Ice dams are a common homeowner’s nightmare in the winter whenever it snows, potentially causing major and costly water damage to your roof and even ceilings. Ice dams occur when snow on the roof melts slightly then refreezes when the runoff reaches the eaves, often in the gutters. When the day warms even slightly, the top layer melts but is unable to drain off properly, resulting in a pool of water up against the base of your roof. The water then often seeps under the roofing material, sometimes as much as 5ft or even 10ft up. Eventually, the water can work its way into your house’s soffits, walls, and even ceilings. When it comes to ice dams, an ounce of prevention is worth far more than a pound of cure.

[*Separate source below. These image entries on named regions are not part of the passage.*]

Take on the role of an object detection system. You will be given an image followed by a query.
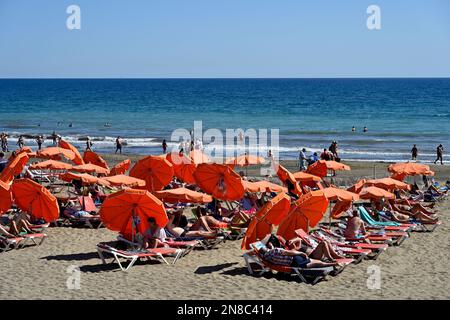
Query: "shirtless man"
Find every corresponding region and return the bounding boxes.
[386,200,438,223]
[165,212,217,238]
[285,238,345,261]
[344,209,366,238]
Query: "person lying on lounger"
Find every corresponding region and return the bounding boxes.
[143,217,168,249]
[344,209,367,238]
[259,243,338,268]
[285,237,345,261]
[165,211,221,238]
[1,211,33,238]
[64,200,98,219]
[381,201,438,223]
[0,224,16,238]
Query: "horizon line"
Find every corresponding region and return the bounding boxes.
[0,76,450,80]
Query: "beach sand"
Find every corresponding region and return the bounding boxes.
[0,156,450,300]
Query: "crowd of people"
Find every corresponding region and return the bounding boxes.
[298,140,341,171]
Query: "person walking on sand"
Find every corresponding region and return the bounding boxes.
[115,136,122,154]
[52,130,59,147]
[298,148,306,171]
[434,144,444,165]
[0,151,8,173]
[17,136,24,149]
[162,139,167,153]
[411,145,419,160]
[36,136,44,150]
[1,132,8,152]
[86,137,92,151]
[328,140,338,159]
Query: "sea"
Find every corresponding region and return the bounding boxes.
[0,78,450,163]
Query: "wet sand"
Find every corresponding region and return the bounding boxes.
[0,155,450,300]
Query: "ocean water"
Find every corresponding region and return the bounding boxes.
[0,79,450,162]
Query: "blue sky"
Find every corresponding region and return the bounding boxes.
[0,0,450,78]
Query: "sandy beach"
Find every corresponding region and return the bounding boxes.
[0,155,450,300]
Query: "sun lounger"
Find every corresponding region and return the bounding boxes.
[117,234,200,258]
[62,197,103,229]
[243,242,335,285]
[358,206,416,232]
[295,229,371,264]
[97,243,183,271]
[63,211,103,229]
[117,234,225,252]
[338,222,409,246]
[372,212,442,232]
[315,227,389,260]
[0,236,24,252]
[25,169,52,183]
[0,233,47,252]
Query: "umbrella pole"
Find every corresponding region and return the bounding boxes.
[328,202,331,228]
[131,208,136,243]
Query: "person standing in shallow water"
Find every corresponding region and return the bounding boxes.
[411,145,419,160]
[434,144,444,165]
[115,136,122,154]
[86,137,92,151]
[36,136,44,150]
[17,136,24,149]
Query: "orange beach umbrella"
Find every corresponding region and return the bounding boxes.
[366,178,410,190]
[293,171,322,182]
[30,160,72,170]
[154,188,213,203]
[388,162,434,176]
[347,179,366,193]
[0,153,29,183]
[59,172,111,187]
[0,180,12,214]
[109,159,131,176]
[101,174,145,188]
[277,190,328,239]
[277,165,303,196]
[331,200,352,219]
[194,163,245,201]
[306,160,351,178]
[359,187,395,200]
[12,179,59,222]
[72,163,109,175]
[189,150,211,164]
[100,189,169,236]
[130,156,173,191]
[241,193,291,250]
[225,154,265,167]
[59,139,84,165]
[36,147,75,161]
[8,147,34,161]
[322,187,359,201]
[83,150,109,170]
[242,180,287,193]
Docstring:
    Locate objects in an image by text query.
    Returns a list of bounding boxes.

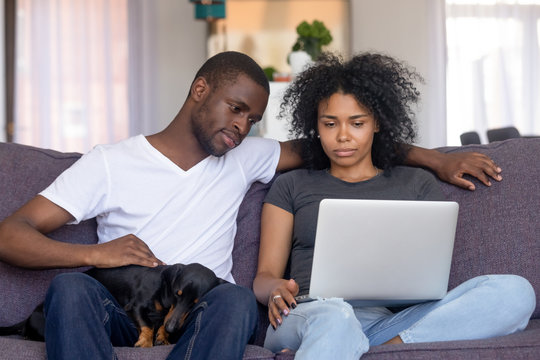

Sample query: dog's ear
[159,264,184,309]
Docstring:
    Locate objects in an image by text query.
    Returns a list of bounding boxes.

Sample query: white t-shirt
[40,135,280,281]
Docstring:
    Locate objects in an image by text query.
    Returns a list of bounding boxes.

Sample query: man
[0,52,500,359]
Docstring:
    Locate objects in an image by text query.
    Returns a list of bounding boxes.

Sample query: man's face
[192,74,268,156]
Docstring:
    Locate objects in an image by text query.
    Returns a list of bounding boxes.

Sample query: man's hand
[432,152,502,190]
[88,234,164,268]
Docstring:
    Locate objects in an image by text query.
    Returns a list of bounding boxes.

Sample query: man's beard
[191,104,227,157]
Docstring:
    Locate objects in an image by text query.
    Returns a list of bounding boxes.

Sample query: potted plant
[288,20,332,75]
[292,20,332,61]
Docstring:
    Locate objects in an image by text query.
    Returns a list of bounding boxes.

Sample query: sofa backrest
[0,138,540,332]
[440,138,540,318]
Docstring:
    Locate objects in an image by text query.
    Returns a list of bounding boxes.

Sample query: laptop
[299,199,459,306]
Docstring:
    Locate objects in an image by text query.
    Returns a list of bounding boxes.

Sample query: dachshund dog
[0,263,226,347]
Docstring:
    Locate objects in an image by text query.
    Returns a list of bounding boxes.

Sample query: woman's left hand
[268,279,298,329]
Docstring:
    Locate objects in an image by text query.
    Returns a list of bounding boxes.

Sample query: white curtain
[446,0,540,145]
[0,0,7,141]
[14,0,129,152]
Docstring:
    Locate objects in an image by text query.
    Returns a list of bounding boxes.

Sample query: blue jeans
[264,275,536,360]
[44,273,258,359]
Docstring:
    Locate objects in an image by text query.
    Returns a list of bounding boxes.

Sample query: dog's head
[161,263,225,334]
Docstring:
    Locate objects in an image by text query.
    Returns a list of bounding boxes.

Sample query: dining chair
[459,131,481,145]
[487,126,521,143]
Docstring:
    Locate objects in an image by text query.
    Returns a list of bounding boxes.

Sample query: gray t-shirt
[264,166,444,295]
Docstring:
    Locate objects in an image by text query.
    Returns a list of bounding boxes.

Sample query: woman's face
[317,93,379,171]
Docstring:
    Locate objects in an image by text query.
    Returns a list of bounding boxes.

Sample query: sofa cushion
[0,143,97,326]
[440,138,540,318]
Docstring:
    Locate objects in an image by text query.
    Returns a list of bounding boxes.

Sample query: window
[446,0,540,145]
[14,0,129,152]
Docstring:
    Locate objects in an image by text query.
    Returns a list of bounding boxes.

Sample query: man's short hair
[195,51,270,93]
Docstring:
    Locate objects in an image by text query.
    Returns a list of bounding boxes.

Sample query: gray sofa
[0,139,540,360]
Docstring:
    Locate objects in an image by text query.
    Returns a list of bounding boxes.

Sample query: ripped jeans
[264,275,536,360]
[44,273,258,359]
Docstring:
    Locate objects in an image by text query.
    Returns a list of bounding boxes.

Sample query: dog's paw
[135,327,154,347]
[154,326,170,345]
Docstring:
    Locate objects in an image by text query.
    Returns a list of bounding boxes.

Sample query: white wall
[152,0,208,130]
[350,0,446,148]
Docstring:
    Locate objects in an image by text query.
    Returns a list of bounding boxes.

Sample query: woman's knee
[309,299,361,335]
[490,275,536,320]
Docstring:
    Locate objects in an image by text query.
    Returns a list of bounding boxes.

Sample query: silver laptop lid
[309,199,459,305]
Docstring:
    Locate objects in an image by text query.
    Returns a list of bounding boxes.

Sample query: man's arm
[0,195,161,269]
[276,140,304,171]
[405,146,502,190]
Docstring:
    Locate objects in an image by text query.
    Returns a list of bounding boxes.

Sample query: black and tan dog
[0,263,226,347]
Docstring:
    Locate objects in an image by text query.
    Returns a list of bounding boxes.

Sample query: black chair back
[487,126,521,143]
[459,131,480,145]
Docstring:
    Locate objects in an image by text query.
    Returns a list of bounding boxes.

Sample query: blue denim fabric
[264,275,536,360]
[44,273,258,359]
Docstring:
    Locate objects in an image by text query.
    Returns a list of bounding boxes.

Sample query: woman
[253,54,535,359]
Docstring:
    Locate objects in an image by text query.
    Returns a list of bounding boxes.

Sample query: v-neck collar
[139,135,213,175]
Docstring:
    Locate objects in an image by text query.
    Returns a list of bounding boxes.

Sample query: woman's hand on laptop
[268,279,299,329]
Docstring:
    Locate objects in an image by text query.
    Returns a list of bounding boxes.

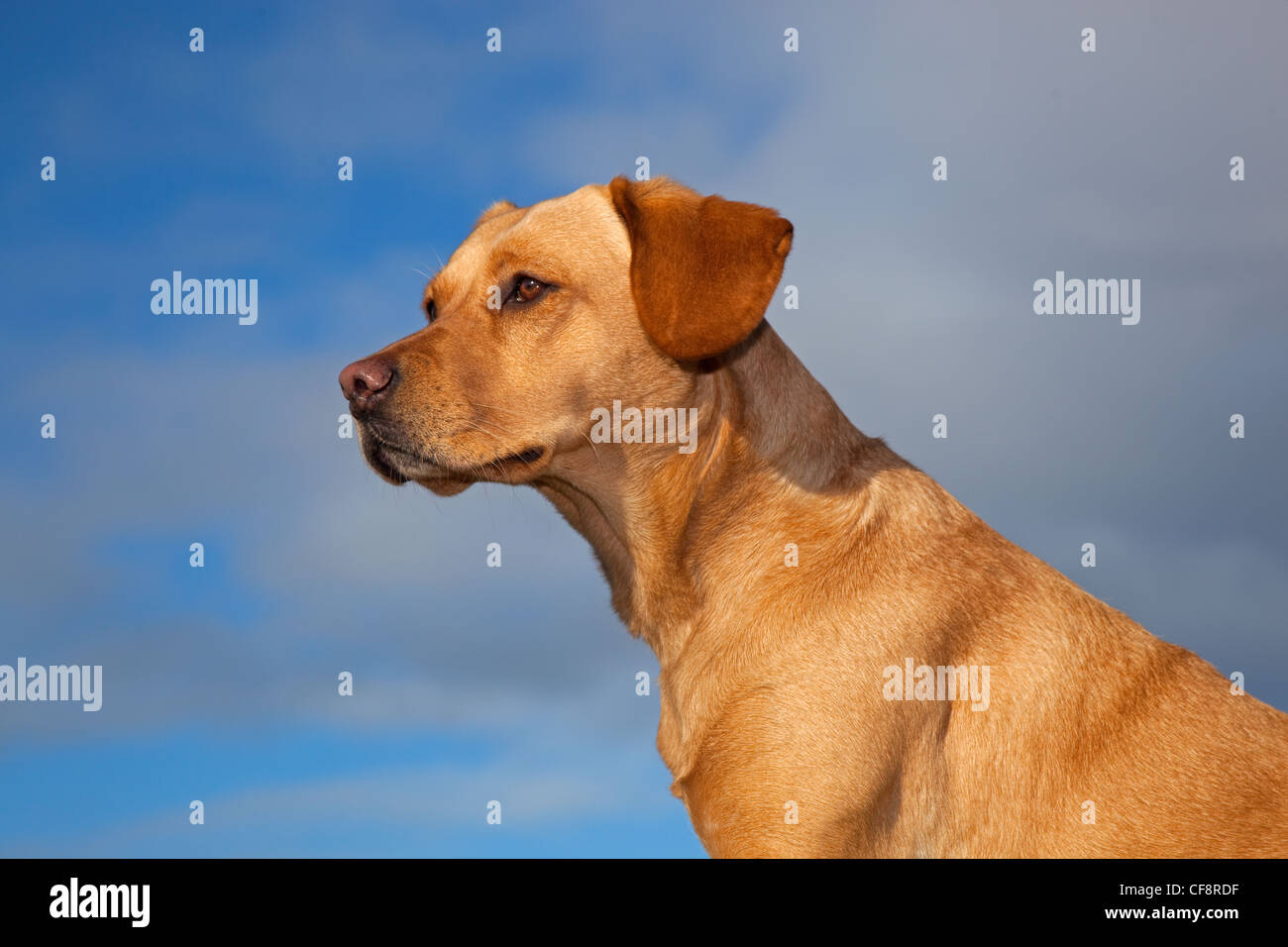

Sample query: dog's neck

Try to purchase a roof rake or snow rake (a type of rake specially designed for cleaning your roof of snow) before the first snow of the season, then scrape the snow off your roof after each snowfall, or pay someone to come out and scrape the snow for you. This can also help avoid problems with the snow falling suddenly and possibly hitting someone when it comes loose as it melts. Unfortunately, snow rakes only work for single-story homes – they’re not long enough to reach a second floor, and you should never use a roof rake while standing on a ladder. Snow rakes work well if you experience heavy snows only rarely, but can be tedious to use.You will also need to be careful to not damage shingles since they can become brittle in the cold. Specially designed roof rakes are available for clearing snow off solar panels – standard roof rakes should not be used on panels as they can scratch the photorefractive surface.
If nothing else works, heat cables can help prevent ice dams as a fallback measure, especially if installed in the gutters and the downspout. Heat cables run over portions of the roof in a zigzag pattern, melting away ice and snow when turned on and can help if installed on a part of your roof particularly prone to ice dams. They might not prevent ice dams entirely, but heat cables can create enough of a channel for water to drain away, preventing some water damage.
Next time you need to replace your roof, also consider adding a special ice-and-water barrier under the shingles up to 3ft to 6ft from the roof’s edge. It will help with waterproofing, and the building codes in most areas now actually require an ice-and-water barrier to be installed under your roof. Your local building inspector will know how far up the barrier needs to extend in your region.
A Colder Roof
Generally speaking, ice dams form when the surface of your roof is above freezing, but the edges of your roof are below freezing. As hot air leaks from inside your house, it warms up your roof, often just enough to bring it right to the edge of freezing, creating the conditions in which ice dams can form. Many of the methods listed here can also reduce heat leakage, lowering your heating bill.
The average U.S. home loses about one-third of its heat through the ceiling and into the attic, and from there into the outside world. Most of that loss is due to leaks between the conditioned home and unconditioned attic. Unfortunately, air leaks are a hard nut to crack, since you usually have to go into the attic, pull back insulation, and plug any leaks by hand with foam, caulk, or other methods. Leaks usually occur around anything that penetrates the ceiling, like pipes, ceiling fixtures, access hatches, and others. Sealing leaks is ideally a cold-weather project since otherwise your attic will likely be too warm.
Heat loss also occurs through inadequate insulation. How much insulation you need varies depending on where you live. Generally, blown-in cellulose and fiberglass will serve better in colder regions, since they leave fewer gaps. See an article on installing insulation for a more in-depth look at how much and what kind of attic insulation your home needs. You will also want to make sure that any insulation doesn’t block your airflow. Baffles usually prevent blocked airflow, though you will still want to check your soffit vents.
Adding attic ventilation to an unfinished attic will make the attic colder, keeping the roof from heating up. Attic ventilation can be complicated. Generally speaking, you need about 1 sq ft of vent (the actual openings, added together for total vent area) per 300 sq ft of ceiling area (the size of the attic floor), with half of the total vent area low on the roof and half high on the roof. Look at your existing vents to find the area of each (which should be stamped somewhere easily visible), then add the area of your existing vents together to find out how much you still need. Some roof styles are harder to vent than others. When in doubt, contact a qualified contractor for advice and guidance.
Also, whenever you make your home more airtight, double check your combustion appliances, including furnaces and most water heaters, for backdrafts. If your appliance isn’t drafting properly, it could be leaking deadly waste products into your home. If you suspect you might have a problem with back drafting, contact a licensed home inspector to check your house and combustion appliances.
What to Do If a Dam Forms
Sometimes even the best preventative measures can’t stop dams from forming. Try to carefully remove any forming ice from your gutters. If you have heat cables, they can also reduce the damage a building ice dam will do. The safest way to remove the ice entirely, though, is to hire a roofing company to use a steamer to remove any ice and snow. A steamer uses hot water at high pressure to melt the ice without risking the damage that an ice pick does.